Facilitated uptake of a bioactive metabolite of maritime pine bark extract (pycnogenol) into human erythrocytes.

Many plant secondary metabolites exhibit some degree of biological activity in humans. It is a common observation that individual plant-derived compounds in vivo are present in the nanomolar concentration range at which they usually fail to display measurable activity in vitro. While it is debatable that compounds detected in plasma are not the key effectors of bioactivity, an alternative hypothesis may take into consideration that measurable concentrations also reside in compartments other than plasma. We analysed the binding of constituents and the metabolite δ-(3,4-dihydroxy-phenyl)-γ-valerolactone (M1), that had been previously detected in plasma samples of human consumers of pine bark extract Pycnogenol, to human erythrocytes. We found that caffeic acid, taxifolin, and ferulic acid passively bind to red blood cells, but only the bioactive metabolite M1 revealed pronounced accumulation.
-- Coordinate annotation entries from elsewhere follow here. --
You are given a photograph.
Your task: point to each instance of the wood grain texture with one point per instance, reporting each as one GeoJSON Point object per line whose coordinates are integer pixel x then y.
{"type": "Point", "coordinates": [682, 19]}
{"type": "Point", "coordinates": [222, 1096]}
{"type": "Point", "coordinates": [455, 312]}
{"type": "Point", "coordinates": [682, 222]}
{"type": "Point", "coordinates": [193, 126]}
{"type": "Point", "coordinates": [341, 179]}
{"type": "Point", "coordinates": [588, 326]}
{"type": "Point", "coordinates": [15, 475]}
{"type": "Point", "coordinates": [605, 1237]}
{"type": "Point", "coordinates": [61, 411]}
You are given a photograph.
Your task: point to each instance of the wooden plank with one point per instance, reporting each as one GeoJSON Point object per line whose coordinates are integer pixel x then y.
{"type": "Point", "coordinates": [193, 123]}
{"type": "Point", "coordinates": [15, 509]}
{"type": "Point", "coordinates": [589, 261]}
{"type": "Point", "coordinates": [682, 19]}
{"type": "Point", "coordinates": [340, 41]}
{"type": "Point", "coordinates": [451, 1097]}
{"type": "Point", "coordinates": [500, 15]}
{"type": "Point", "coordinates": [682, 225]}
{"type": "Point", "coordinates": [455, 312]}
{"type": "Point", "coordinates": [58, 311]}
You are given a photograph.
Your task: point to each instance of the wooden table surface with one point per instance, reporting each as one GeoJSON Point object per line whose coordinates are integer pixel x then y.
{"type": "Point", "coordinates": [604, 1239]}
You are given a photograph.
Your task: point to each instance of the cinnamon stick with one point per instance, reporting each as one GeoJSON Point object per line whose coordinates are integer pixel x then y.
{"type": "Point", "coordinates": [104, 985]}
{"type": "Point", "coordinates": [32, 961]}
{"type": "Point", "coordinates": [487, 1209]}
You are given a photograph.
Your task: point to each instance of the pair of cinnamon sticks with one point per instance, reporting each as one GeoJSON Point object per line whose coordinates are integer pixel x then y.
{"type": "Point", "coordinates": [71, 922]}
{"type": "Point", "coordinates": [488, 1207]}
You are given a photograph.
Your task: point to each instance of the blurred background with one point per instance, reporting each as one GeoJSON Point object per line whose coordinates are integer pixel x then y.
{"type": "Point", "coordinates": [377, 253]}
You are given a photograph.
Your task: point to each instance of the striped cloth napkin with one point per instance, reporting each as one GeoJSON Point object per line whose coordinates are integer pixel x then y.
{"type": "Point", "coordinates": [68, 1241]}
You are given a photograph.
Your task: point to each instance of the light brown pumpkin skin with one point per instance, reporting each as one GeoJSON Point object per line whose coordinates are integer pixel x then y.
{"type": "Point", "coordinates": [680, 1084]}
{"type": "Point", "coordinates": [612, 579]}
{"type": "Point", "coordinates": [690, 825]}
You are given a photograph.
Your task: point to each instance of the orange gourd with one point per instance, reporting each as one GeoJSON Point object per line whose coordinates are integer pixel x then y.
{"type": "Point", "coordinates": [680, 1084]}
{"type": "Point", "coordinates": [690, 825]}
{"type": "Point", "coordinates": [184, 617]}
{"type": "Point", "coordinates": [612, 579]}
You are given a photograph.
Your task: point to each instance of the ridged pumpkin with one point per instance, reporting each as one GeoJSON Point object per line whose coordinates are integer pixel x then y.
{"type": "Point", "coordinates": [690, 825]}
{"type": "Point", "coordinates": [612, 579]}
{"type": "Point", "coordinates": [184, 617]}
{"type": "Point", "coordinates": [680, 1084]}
The partitioning of M1 into erythrocytes was significantly diminished at higher concentrations of M1 and in the presence of glucose, suggesting a facilitated transport of M1 via GLUT-1 transporter. This concept was further supported by structural similarities between the natural substrate α-D-glucose and the S-isomer of M1. After cellular uptake, M1 underwent further metabolism by conjugation with glutathione. We present strong indication for a transporter-mediated accumulation of a flavonoid metabolite in human erythrocytes and subsequent formation of a novel glutathione adduct. The physiologic role of the adduct remains to be elucidated.